En vísperas de la conmemoración de las cuatro convenciones firmadas el 12 de agosto de 1949 sobre la protección a civiles, detenidos, heridos y trabajadores humanitarios durante los conflictos, Kellenberger lanzó una vez más un llamamiento al respeto de esas leyes fundamentales.
"La base, la piedra angular, el corazón (de estas convenciones) siguen siendo válidas", insistió el jefe de la división jurídica del CICR, Knut Doermann, intentando despejar las dudas emitidas por Washington y Londres durante "la guerra contra el terror". Durante esta campaña iniciada por la administración del presidente George W. Bush en respuesta a los atentados del 11 de septiembre de 2001, algunas de las reglas internacionales fueron cuestionadas.
La organización humanitaria, fundada en 1863 y que juega el papel de guardián de las convenciones ratificadas por 194 países, se encontró así en conflicto con la Casa Blanca, en particular sobre el tratamiento a los prisioneros afganos, sometidos a detenciones secretas y a torturas que violaban todas las leyes.
"La pertinencia de las leyes humanitarias internacionales fue cuestionada ante la creciente complejidad de los conflictos armados, así como por la dificultad de hacer una distinción entre combatientes y civiles y por el fenómeno del terrorismo", reconoce Kellenberger.
Pero, según el responsable, "no cabe duda que las reglas existentes siguen siendo apropiadas y que mejorar la aplicación de esas leyes sigue siendo el principal desafío" del CICR.

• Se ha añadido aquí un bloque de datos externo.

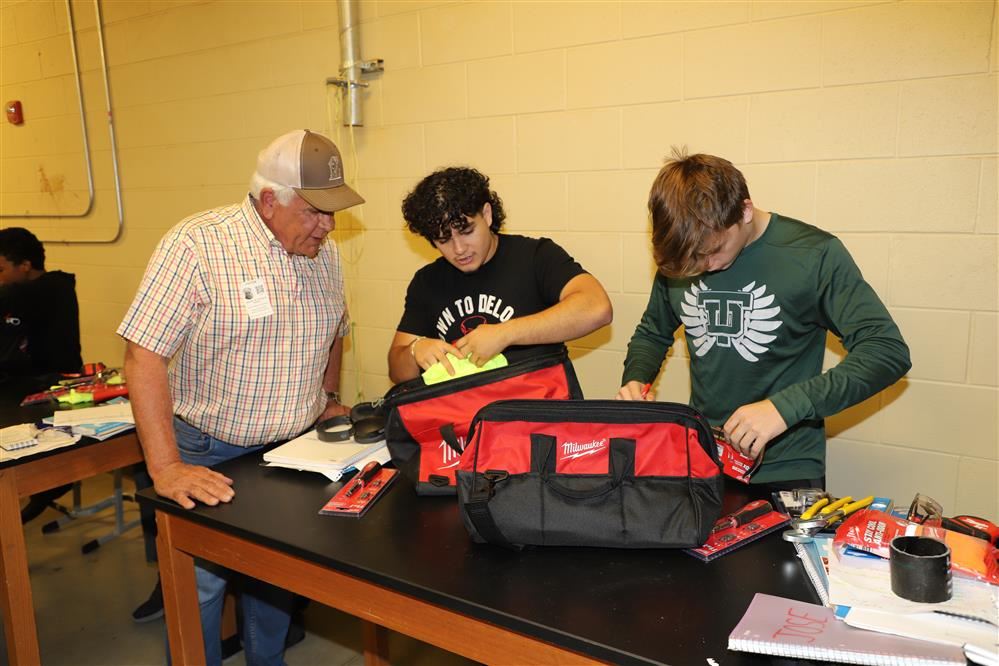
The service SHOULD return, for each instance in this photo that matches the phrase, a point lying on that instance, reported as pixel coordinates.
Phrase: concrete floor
(83, 603)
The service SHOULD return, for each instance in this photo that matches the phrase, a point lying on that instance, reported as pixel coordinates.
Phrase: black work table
(408, 565)
(26, 476)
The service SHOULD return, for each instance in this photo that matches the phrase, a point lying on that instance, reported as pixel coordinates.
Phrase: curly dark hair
(443, 201)
(18, 244)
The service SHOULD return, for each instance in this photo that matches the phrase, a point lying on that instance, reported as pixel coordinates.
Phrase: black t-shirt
(40, 326)
(524, 276)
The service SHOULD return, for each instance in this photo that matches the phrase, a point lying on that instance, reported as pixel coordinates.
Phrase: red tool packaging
(735, 530)
(358, 494)
(734, 464)
(872, 531)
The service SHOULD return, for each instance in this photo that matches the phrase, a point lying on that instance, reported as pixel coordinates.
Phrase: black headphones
(366, 424)
(336, 429)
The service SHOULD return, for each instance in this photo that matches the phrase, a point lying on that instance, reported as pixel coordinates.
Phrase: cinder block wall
(873, 120)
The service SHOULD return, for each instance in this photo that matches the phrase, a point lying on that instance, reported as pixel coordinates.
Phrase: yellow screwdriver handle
(812, 510)
(837, 504)
(850, 508)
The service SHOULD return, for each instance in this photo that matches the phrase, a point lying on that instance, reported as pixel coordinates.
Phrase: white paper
(256, 299)
(861, 582)
(929, 626)
(111, 413)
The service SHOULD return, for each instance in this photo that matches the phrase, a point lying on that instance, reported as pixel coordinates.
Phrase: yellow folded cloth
(437, 373)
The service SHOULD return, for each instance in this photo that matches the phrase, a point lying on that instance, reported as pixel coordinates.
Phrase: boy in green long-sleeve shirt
(756, 293)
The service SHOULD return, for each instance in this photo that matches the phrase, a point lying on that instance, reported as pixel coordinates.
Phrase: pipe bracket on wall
(351, 65)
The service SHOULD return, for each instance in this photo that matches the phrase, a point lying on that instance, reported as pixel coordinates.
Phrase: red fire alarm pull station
(15, 115)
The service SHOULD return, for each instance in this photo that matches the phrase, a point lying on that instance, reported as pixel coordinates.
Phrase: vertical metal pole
(350, 66)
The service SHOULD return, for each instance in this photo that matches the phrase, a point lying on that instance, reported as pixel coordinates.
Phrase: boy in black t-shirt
(40, 316)
(487, 293)
(39, 326)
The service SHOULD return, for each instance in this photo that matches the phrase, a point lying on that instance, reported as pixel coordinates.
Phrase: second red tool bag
(427, 425)
(590, 473)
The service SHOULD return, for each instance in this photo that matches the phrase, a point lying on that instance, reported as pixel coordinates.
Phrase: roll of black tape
(920, 569)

El actual presidente de Estados Unidos, Barack Obama, dejó atrás ese diferendo con el CICR, inclusive antes de su investidura a fines de enero, mostrando su apoyo a las Convenciones de Ginebra.
No obstante la situación sobre el terreno sigue siendo difícil. Según la ONG internacional Oxfam, las violencias en Afganistán, Colombia, República Democrática del Congo o Sudán son ejemplos de los desbordamientos de los conflictos sobre los civiles.

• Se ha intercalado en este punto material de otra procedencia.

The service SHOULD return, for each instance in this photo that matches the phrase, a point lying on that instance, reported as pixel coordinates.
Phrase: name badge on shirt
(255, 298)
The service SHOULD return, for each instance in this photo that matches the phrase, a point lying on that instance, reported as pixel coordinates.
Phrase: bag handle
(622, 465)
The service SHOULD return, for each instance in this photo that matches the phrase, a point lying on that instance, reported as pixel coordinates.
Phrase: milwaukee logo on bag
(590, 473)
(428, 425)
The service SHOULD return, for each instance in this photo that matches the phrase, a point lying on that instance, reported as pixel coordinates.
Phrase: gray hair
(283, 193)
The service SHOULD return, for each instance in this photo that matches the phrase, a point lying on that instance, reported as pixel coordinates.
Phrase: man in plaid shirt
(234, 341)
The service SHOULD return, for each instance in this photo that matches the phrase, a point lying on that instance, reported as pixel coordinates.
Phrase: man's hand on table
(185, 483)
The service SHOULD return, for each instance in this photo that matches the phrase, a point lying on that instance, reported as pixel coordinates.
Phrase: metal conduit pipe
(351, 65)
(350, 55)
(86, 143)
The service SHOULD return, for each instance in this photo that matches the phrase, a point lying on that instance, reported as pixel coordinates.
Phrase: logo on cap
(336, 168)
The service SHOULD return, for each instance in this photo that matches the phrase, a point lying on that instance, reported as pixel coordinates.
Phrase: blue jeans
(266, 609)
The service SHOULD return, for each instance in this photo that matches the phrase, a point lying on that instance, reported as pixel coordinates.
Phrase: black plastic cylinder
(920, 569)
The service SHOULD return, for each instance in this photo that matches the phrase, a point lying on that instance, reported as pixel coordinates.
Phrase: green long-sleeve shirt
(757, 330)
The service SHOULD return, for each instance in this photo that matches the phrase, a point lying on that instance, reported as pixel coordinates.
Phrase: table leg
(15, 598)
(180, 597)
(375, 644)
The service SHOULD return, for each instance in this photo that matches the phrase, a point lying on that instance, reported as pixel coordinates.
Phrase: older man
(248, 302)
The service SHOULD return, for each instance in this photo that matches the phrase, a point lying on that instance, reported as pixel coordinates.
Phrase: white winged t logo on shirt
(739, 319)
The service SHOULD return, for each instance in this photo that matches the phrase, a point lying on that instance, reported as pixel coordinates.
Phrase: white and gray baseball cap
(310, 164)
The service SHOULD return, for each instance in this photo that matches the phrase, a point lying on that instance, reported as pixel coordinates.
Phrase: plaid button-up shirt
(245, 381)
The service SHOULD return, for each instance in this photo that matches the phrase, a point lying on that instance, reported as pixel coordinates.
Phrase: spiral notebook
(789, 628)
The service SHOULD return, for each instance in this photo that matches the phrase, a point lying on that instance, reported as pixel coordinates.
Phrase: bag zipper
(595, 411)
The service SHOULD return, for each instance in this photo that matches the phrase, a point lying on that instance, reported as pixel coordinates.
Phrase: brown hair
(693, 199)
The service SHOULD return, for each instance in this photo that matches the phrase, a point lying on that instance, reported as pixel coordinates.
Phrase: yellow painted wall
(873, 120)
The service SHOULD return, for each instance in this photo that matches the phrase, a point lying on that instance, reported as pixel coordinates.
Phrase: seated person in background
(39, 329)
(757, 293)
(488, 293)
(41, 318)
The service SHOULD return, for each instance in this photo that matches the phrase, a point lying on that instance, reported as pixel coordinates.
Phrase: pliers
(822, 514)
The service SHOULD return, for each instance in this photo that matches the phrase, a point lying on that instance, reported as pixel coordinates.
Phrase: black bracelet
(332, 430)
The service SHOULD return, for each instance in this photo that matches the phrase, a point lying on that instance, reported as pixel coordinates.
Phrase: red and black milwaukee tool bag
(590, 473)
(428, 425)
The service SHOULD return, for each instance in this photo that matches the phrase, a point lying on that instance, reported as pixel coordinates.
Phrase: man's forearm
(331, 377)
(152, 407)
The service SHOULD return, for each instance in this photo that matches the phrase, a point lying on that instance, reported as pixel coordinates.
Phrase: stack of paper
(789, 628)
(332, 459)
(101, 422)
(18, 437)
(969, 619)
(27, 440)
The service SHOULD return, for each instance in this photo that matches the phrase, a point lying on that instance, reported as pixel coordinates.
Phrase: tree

"Tenemos la sensación de que estos dos últimos años han sido los peores para los civiles", explica a la AFP la responsable de Oxfam internacional en Nueva York, Nicole Widdersheim.
Para los trabajadores humanitarios, está claro que la situación pasa por una mayor información a las poblaciones sobre la existencia de estas Convenciones de Ginebra, la primera de las cuales, destinada a mejorar la suerte de los heridos en los campos de batalla, fue firmada por 12 países europeos en 1864.
Una encuesta efectuada por el CICR en ocho países en guerra reveló que menos de la mitad de las 4.000 personas interrogadas conocían la existencia de estas convenciones.
Además de una mejor información, el CICR estima que los países no implicados en conflictos tienen un papel importante que jugar ejerciendo una presión sobre los gobiernos en guerra para que den una mejor protección a los civiles.